Ночная тревога. Где-то рядом звучат выстрелы, визжат тормоза машины. Паника, в темноте не могут найти нескольких человек из группы. Может, их увезли? Чеченцы бегают по двору, Хасан стреляет в воз дух. Один из наших, Боря-Болела пытается закурить, но Рамзан быстро выбивает из рук сигарету — «может быть снайпер». Пропавших находят нескоро — с испугу они спрятались на чердаке. Фон этой суматохи — далекая, размеренная канонада. «Бум», «буум» — размеренный бой молота в дальних холмах. Как в сказке про Кибальчиша — «Это дальние грозы гремят за Черными горами…»
Вечером меня будят, зовут вниз, в подвал. В пламени свечи виден московский парень-неформал — Деширак. Скрюченный, он закован в наручники. Ибрагим острым ножом срезает ему длинные волосы. Делает это сосредоточенно, не реагируя на ругательства и крик. Деширак и его друг готовили конопляное «молоко» — кругом растет густой кавказский каннабис. Ночью, в летней кухне, с портретом Салмана Радуева, вырезанным на стене. В темноте они по ошибке сварили его в медном кувшине для ритуального омовения — кувшинчике Ибрагима. Попугав, обоих закидывают в «Волгу» и увозят — в Назрань.
Хочется спуститься к Сунже — просто пройтись по берегу, зачерпнуть воды. «Назад, назад, мины!» — подбегая, кричит Асланбек.
Чеченцы смеются над Болелой — он московский скинхэд, драчун-«динамист». На плече — расистское тату с кельтским крестом.

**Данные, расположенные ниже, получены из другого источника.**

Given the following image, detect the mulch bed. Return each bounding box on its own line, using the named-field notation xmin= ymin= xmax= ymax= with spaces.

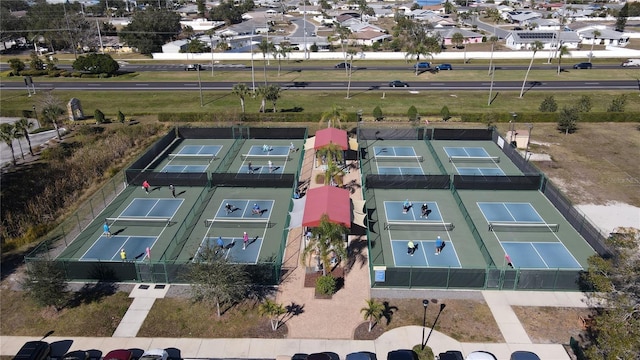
xmin=304 ymin=266 xmax=345 ymax=288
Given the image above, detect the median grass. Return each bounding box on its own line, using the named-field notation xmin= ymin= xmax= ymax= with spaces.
xmin=2 ymin=89 xmax=639 ymax=119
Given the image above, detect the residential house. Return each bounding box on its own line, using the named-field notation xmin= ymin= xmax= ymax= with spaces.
xmin=349 ymin=30 xmax=392 ymax=46
xmin=531 ymin=18 xmax=562 ymax=31
xmin=162 ymin=40 xmax=188 ymax=53
xmin=576 ymin=27 xmax=630 ymax=47
xmin=437 ymin=28 xmax=484 ymax=45
xmin=506 ymin=11 xmax=542 ymax=25
xmin=504 ymin=30 xmax=580 ymax=50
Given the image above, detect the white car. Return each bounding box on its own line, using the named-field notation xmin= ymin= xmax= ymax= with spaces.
xmin=139 ymin=349 xmax=168 ymax=360
xmin=465 ymin=351 xmax=497 ymax=360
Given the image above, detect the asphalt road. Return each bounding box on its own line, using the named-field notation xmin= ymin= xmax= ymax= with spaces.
xmin=1 ymin=79 xmax=638 ymax=92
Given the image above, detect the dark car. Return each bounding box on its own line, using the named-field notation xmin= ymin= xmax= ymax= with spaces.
xmin=103 ymin=350 xmax=133 ymax=360
xmin=413 ymin=62 xmax=431 ymax=69
xmin=334 ymin=62 xmax=351 ymax=69
xmin=307 ymin=353 xmax=332 ymax=360
xmin=436 ymin=63 xmax=453 ymax=71
xmin=63 ymin=350 xmax=89 ymax=360
xmin=388 ymin=80 xmax=409 ymax=87
xmin=185 ymin=64 xmax=203 ymax=71
xmin=438 ymin=351 xmax=464 ymax=360
xmin=509 ymin=351 xmax=541 ymax=360
xmin=346 ymin=352 xmax=376 ymax=360
xmin=13 ymin=341 xmax=50 ymax=360
xmin=387 ymin=350 xmax=418 ymax=360
xmin=573 ymin=62 xmax=592 ymax=69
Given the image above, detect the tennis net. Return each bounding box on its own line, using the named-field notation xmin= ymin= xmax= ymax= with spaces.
xmin=374 ymin=155 xmax=424 ymax=162
xmin=168 ymin=153 xmax=216 ymax=162
xmin=205 ymin=218 xmax=273 ymax=228
xmin=488 ymin=222 xmax=559 ymax=232
xmin=449 ymin=156 xmax=500 ymax=163
xmin=384 ymin=221 xmax=454 ymax=231
xmin=241 ymin=154 xmax=290 ymax=161
xmin=106 ymin=217 xmax=173 ymax=226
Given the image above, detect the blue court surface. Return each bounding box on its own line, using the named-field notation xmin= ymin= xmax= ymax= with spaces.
xmin=175 ymin=145 xmax=222 ymax=156
xmin=239 ymin=163 xmax=285 ymax=174
xmin=444 ymin=147 xmax=492 ymax=158
xmin=247 ymin=145 xmax=291 ymax=157
xmin=214 ymin=199 xmax=275 ymax=219
xmin=81 ymin=235 xmax=156 ymax=262
xmin=391 ymin=240 xmax=461 ymax=267
xmin=373 ymin=146 xmax=417 ymax=157
xmin=194 ymin=236 xmax=262 ymax=264
xmin=120 ymin=198 xmax=183 ymax=219
xmin=161 ymin=164 xmax=208 ymax=173
xmin=478 ymin=202 xmax=544 ymax=223
xmin=501 ymin=242 xmax=582 ymax=269
xmin=457 ymin=167 xmax=505 ymax=176
xmin=384 ymin=201 xmax=443 ymax=222
xmin=378 ymin=166 xmax=424 ymax=175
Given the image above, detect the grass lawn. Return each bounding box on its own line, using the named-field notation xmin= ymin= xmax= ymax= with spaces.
xmin=0 ymin=290 xmax=132 ymax=337
xmin=2 ymin=89 xmax=639 ymax=119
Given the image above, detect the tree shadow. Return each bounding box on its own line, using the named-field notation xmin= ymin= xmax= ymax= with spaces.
xmin=382 ymin=301 xmax=399 ymax=325
xmin=67 ymin=281 xmax=117 ymax=308
xmin=280 ymin=302 xmax=305 ymax=325
xmin=489 ymin=92 xmax=500 ymax=105
xmin=345 ymin=236 xmax=369 ymax=273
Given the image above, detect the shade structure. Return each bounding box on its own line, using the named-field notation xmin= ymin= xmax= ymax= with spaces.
xmin=303 ymin=186 xmax=351 ymax=228
xmin=314 ymin=127 xmax=348 ymax=150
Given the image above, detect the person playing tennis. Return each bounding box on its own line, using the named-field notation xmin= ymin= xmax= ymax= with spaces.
xmin=421 ymin=203 xmax=429 ymax=218
xmin=252 ymin=203 xmax=261 ymax=216
xmin=403 ymin=199 xmax=412 ymax=214
xmin=225 ymin=203 xmax=233 ymax=214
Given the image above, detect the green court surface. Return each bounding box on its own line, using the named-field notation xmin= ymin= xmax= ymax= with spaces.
xmin=177 ymin=187 xmax=291 ymax=263
xmin=57 ymin=183 xmax=209 ymax=262
xmin=226 ymin=139 xmax=304 ymax=175
xmin=430 ymin=140 xmax=523 ymax=176
xmin=368 ymin=189 xmax=487 ymax=268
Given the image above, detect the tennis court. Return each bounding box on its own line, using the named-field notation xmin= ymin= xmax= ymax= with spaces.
xmin=81 ymin=235 xmax=156 ymax=262
xmin=391 ymin=239 xmax=461 ymax=268
xmin=151 ymin=140 xmax=235 ymax=174
xmin=430 ymin=140 xmax=523 ymax=176
xmin=362 ymin=142 xmax=442 ymax=175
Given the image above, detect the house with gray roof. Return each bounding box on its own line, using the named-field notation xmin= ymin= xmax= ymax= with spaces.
xmin=506 ymin=11 xmax=543 ymax=25
xmin=576 ymin=27 xmax=630 ymax=47
xmin=505 ymin=30 xmax=580 ymax=50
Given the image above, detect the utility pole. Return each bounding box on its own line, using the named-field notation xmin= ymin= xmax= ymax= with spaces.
xmin=97 ymin=19 xmax=105 ymax=54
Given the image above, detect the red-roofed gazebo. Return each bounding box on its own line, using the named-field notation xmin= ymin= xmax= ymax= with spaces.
xmin=302 ymin=186 xmax=351 ymax=228
xmin=314 ymin=127 xmax=348 ymax=150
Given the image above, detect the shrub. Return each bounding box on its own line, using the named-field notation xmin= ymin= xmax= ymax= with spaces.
xmin=577 ymin=95 xmax=592 ymax=113
xmin=407 ymin=105 xmax=418 ymax=121
xmin=412 ymin=345 xmax=435 ymax=360
xmin=539 ymin=95 xmax=558 ymax=112
xmin=315 ymin=275 xmax=337 ymax=295
xmin=117 ymin=110 xmax=125 ymax=123
xmin=557 ymin=106 xmax=579 ymax=134
xmin=440 ymin=105 xmax=450 ymax=121
xmin=373 ymin=106 xmax=383 ymax=121
xmin=607 ymin=95 xmax=627 ymax=112
xmin=95 ymin=109 xmax=105 ymax=123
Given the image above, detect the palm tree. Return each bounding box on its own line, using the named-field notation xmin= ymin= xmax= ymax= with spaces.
xmin=0 ymin=123 xmax=17 ymax=165
xmin=11 ymin=125 xmax=25 ymax=160
xmin=265 ymin=84 xmax=281 ymax=113
xmin=232 ymin=83 xmax=251 ymax=114
xmin=273 ymin=42 xmax=292 ymax=77
xmin=361 ymin=299 xmax=384 ymax=332
xmin=320 ymin=105 xmax=345 ymax=128
xmin=589 ymin=29 xmax=600 ymax=63
xmin=14 ymin=118 xmax=35 ymax=156
xmin=301 ymin=214 xmax=348 ymax=276
xmin=557 ymin=45 xmax=570 ymax=75
xmin=487 ymin=35 xmax=499 ymax=75
xmin=258 ymin=299 xmax=286 ymax=331
xmin=519 ymin=40 xmax=543 ymax=98
xmin=402 ymin=21 xmax=441 ymax=76
xmin=40 ymin=93 xmax=64 ymax=140
xmin=345 ymin=49 xmax=357 ymax=99
xmin=257 ymin=39 xmax=275 ymax=85
xmin=255 ymin=85 xmax=268 ymax=113
xmin=335 ymin=24 xmax=352 ymax=75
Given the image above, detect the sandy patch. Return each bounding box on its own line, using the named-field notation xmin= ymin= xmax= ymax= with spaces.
xmin=576 ymin=202 xmax=640 ymax=234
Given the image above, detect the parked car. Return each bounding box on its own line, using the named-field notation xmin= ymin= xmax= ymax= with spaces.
xmin=388 ymin=80 xmax=409 ymax=87
xmin=139 ymin=349 xmax=168 ymax=360
xmin=306 ymin=353 xmax=332 ymax=360
xmin=62 ymin=350 xmax=89 ymax=360
xmin=413 ymin=62 xmax=431 ymax=69
xmin=387 ymin=350 xmax=417 ymax=360
xmin=13 ymin=341 xmax=50 ymax=360
xmin=465 ymin=351 xmax=497 ymax=360
xmin=573 ymin=62 xmax=592 ymax=69
xmin=346 ymin=352 xmax=376 ymax=360
xmin=509 ymin=351 xmax=541 ymax=360
xmin=334 ymin=62 xmax=351 ymax=69
xmin=438 ymin=351 xmax=464 ymax=360
xmin=185 ymin=64 xmax=203 ymax=71
xmin=103 ymin=349 xmax=132 ymax=360
xmin=436 ymin=63 xmax=453 ymax=71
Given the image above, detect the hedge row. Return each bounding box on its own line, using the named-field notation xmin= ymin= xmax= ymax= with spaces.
xmin=157 ymin=112 xmax=359 ymax=123
xmin=7 ymin=70 xmax=112 ymax=78
xmin=459 ymin=112 xmax=640 ymax=123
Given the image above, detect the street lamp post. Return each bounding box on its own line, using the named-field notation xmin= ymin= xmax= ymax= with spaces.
xmin=197 ymin=65 xmax=203 ymax=107
xmin=421 ymin=299 xmax=429 ymax=350
xmin=525 ymin=123 xmax=533 ymax=161
xmin=32 ymin=105 xmax=40 ymax=128
xmin=209 ymin=34 xmax=214 ymax=77
xmin=510 ymin=112 xmax=517 ymax=145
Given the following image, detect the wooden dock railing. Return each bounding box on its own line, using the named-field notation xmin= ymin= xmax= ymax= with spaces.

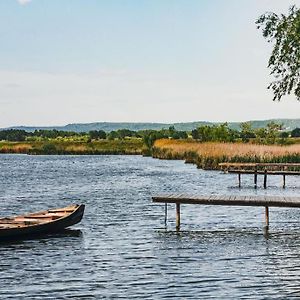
xmin=153 ymin=194 xmax=300 ymax=232
xmin=219 ymin=163 xmax=300 ymax=188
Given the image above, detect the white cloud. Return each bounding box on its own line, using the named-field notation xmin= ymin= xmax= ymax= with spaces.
xmin=17 ymin=0 xmax=32 ymax=6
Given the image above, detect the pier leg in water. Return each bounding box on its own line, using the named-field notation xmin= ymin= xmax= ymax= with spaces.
xmin=283 ymin=174 xmax=286 ymax=189
xmin=238 ymin=173 xmax=241 ymax=188
xmin=265 ymin=206 xmax=269 ymax=230
xmin=164 ymin=203 xmax=168 ymax=227
xmin=176 ymin=203 xmax=180 ymax=231
xmin=254 ymin=170 xmax=257 ymax=189
xmin=264 ymin=170 xmax=267 ymax=189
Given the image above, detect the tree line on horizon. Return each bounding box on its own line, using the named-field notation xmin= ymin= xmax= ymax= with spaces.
xmin=1 ymin=122 xmax=300 ymax=146
xmin=0 ymin=127 xmax=187 ymax=143
xmin=191 ymin=122 xmax=293 ymax=144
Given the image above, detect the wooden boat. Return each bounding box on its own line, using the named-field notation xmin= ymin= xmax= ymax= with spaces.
xmin=0 ymin=204 xmax=85 ymax=240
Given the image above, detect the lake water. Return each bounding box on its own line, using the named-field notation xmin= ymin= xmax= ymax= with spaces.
xmin=1 ymin=154 xmax=300 ymax=299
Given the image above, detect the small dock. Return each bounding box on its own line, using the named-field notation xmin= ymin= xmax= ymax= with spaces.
xmin=219 ymin=163 xmax=300 ymax=188
xmin=152 ymin=194 xmax=300 ymax=232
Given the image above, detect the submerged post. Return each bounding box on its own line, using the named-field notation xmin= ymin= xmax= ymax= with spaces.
xmin=176 ymin=202 xmax=180 ymax=231
xmin=265 ymin=206 xmax=269 ymax=229
xmin=283 ymin=174 xmax=286 ymax=189
xmin=238 ymin=173 xmax=241 ymax=188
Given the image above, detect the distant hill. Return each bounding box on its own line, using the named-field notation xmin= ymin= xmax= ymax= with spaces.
xmin=3 ymin=119 xmax=300 ymax=132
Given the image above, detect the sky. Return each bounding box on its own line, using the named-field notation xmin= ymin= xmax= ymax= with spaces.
xmin=0 ymin=0 xmax=299 ymax=127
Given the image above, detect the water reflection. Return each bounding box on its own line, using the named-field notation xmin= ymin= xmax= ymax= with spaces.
xmin=0 ymin=229 xmax=83 ymax=247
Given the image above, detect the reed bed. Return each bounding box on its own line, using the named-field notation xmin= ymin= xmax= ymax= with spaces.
xmin=0 ymin=139 xmax=145 ymax=155
xmin=0 ymin=142 xmax=33 ymax=154
xmin=153 ymin=139 xmax=300 ymax=169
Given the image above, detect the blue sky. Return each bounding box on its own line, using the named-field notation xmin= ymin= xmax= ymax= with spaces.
xmin=0 ymin=0 xmax=299 ymax=127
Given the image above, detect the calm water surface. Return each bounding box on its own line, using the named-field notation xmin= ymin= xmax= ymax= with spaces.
xmin=1 ymin=154 xmax=300 ymax=299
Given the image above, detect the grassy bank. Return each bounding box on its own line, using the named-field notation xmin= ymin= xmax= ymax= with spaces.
xmin=153 ymin=139 xmax=300 ymax=169
xmin=0 ymin=139 xmax=145 ymax=155
xmin=3 ymin=138 xmax=300 ymax=169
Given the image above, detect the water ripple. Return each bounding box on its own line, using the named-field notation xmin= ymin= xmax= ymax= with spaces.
xmin=0 ymin=154 xmax=300 ymax=298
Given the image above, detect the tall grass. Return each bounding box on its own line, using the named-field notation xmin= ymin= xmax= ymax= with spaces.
xmin=0 ymin=142 xmax=33 ymax=154
xmin=0 ymin=139 xmax=145 ymax=155
xmin=153 ymin=139 xmax=300 ymax=169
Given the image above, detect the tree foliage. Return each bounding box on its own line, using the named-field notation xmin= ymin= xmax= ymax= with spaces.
xmin=191 ymin=122 xmax=286 ymax=144
xmin=192 ymin=123 xmax=239 ymax=143
xmin=256 ymin=5 xmax=300 ymax=101
xmin=291 ymin=127 xmax=300 ymax=137
xmin=33 ymin=129 xmax=81 ymax=139
xmin=89 ymin=130 xmax=107 ymax=140
xmin=240 ymin=122 xmax=256 ymax=142
xmin=0 ymin=124 xmax=295 ymax=146
xmin=0 ymin=129 xmax=27 ymax=141
xmin=142 ymin=127 xmax=188 ymax=149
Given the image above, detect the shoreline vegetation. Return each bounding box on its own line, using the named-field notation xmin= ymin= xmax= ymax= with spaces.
xmin=1 ymin=138 xmax=300 ymax=170
xmin=1 ymin=122 xmax=300 ymax=169
xmin=0 ymin=139 xmax=145 ymax=155
xmin=152 ymin=139 xmax=300 ymax=170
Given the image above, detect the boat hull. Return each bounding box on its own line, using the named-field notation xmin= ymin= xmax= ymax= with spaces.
xmin=0 ymin=204 xmax=85 ymax=240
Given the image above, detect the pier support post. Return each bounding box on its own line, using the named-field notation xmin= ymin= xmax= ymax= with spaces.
xmin=265 ymin=206 xmax=269 ymax=229
xmin=176 ymin=202 xmax=180 ymax=231
xmin=238 ymin=174 xmax=241 ymax=188
xmin=283 ymin=175 xmax=286 ymax=189
xmin=263 ymin=170 xmax=267 ymax=189
xmin=164 ymin=203 xmax=168 ymax=226
xmin=254 ymin=168 xmax=257 ymax=189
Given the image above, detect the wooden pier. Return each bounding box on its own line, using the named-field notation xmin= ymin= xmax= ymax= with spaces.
xmin=219 ymin=163 xmax=300 ymax=188
xmin=152 ymin=194 xmax=300 ymax=231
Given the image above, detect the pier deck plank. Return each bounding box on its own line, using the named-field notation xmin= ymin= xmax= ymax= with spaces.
xmin=152 ymin=194 xmax=300 ymax=208
xmin=228 ymin=170 xmax=300 ymax=176
xmin=219 ymin=163 xmax=300 ymax=168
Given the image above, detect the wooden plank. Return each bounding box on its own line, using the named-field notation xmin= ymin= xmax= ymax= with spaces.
xmin=228 ymin=170 xmax=300 ymax=175
xmin=0 ymin=223 xmax=24 ymax=228
xmin=152 ymin=195 xmax=300 ymax=208
xmin=219 ymin=163 xmax=257 ymax=167
xmin=219 ymin=162 xmax=300 ymax=168
xmin=23 ymin=213 xmax=67 ymax=218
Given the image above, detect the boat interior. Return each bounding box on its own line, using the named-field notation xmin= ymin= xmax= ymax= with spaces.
xmin=0 ymin=205 xmax=78 ymax=229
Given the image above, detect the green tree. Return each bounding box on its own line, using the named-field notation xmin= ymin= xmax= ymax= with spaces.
xmin=0 ymin=129 xmax=28 ymax=141
xmin=291 ymin=127 xmax=300 ymax=137
xmin=240 ymin=122 xmax=255 ymax=142
xmin=168 ymin=126 xmax=175 ymax=136
xmin=107 ymin=131 xmax=118 ymax=140
xmin=171 ymin=131 xmax=188 ymax=139
xmin=280 ymin=131 xmax=289 ymax=138
xmin=213 ymin=123 xmax=234 ymax=142
xmin=89 ymin=130 xmax=106 ymax=140
xmin=191 ymin=129 xmax=199 ymax=140
xmin=191 ymin=123 xmax=237 ymax=143
xmin=116 ymin=129 xmax=134 ymax=139
xmin=254 ymin=127 xmax=267 ymax=143
xmin=265 ymin=121 xmax=282 ymax=144
xmin=143 ymin=131 xmax=166 ymax=149
xmin=196 ymin=125 xmax=214 ymax=142
xmin=256 ymin=6 xmax=300 ymax=101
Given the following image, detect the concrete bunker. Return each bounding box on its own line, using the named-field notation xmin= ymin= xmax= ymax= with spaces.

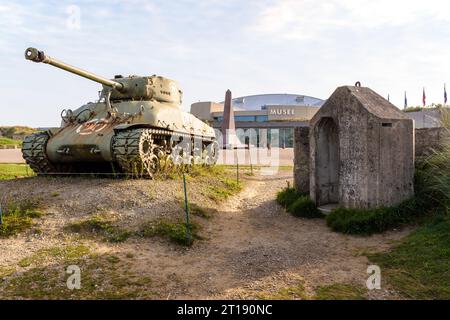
xmin=310 ymin=86 xmax=415 ymax=209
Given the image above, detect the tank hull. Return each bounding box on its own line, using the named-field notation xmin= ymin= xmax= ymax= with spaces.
xmin=43 ymin=100 xmax=215 ymax=164
xmin=23 ymin=100 xmax=218 ymax=177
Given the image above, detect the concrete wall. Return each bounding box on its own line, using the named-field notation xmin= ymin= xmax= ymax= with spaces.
xmin=405 ymin=108 xmax=449 ymax=128
xmin=293 ymin=127 xmax=310 ymax=194
xmin=415 ymin=127 xmax=449 ymax=157
xmin=190 ymin=102 xmax=224 ymax=121
xmin=295 ymin=126 xmax=448 ymax=202
xmin=366 ymin=116 xmax=415 ymax=208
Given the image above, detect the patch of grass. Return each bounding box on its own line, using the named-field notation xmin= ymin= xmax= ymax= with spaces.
xmin=0 ymin=164 xmax=34 ymax=180
xmin=257 ymin=282 xmax=366 ymax=300
xmin=18 ymin=245 xmax=90 ymax=268
xmin=368 ymin=216 xmax=450 ymax=299
xmin=258 ymin=283 xmax=308 ymax=300
xmin=2 ymin=253 xmax=154 ymax=299
xmin=140 ymin=219 xmax=201 ymax=246
xmin=65 ymin=214 xmax=132 ymax=243
xmin=314 ymin=284 xmax=367 ymax=300
xmin=208 ymin=178 xmax=242 ymax=201
xmin=0 ymin=266 xmax=16 ymax=280
xmin=0 ymin=137 xmax=22 ymax=146
xmin=0 ymin=200 xmax=43 ymax=238
xmin=190 ymin=165 xmax=226 ymax=178
xmin=183 ymin=202 xmax=215 ymax=219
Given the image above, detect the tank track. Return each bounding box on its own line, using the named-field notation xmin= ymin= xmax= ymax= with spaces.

В сущности, неплохой парень — приехав сюда, он быстро забыл о своем «превосходстве» над «зверями» и «чехами». И публично пообещал свести татушку по приезду в Москву. Его товарищ поглупей — однажды он при Хасане спел под гитару какую-то песню о Чечне из репертуара федералов. Все молча ждали, что будет. «Опять скрипит потертое седло… Куда вас, сударь, к черту, занесло?» — сказал Хасан и ушел. Никогда не слыхал более меткой, интеллигентной отповеди — от того, кто мог просто дать сопляку оплеуху. Где то дурачье, что зовет чеченцев «дикими»?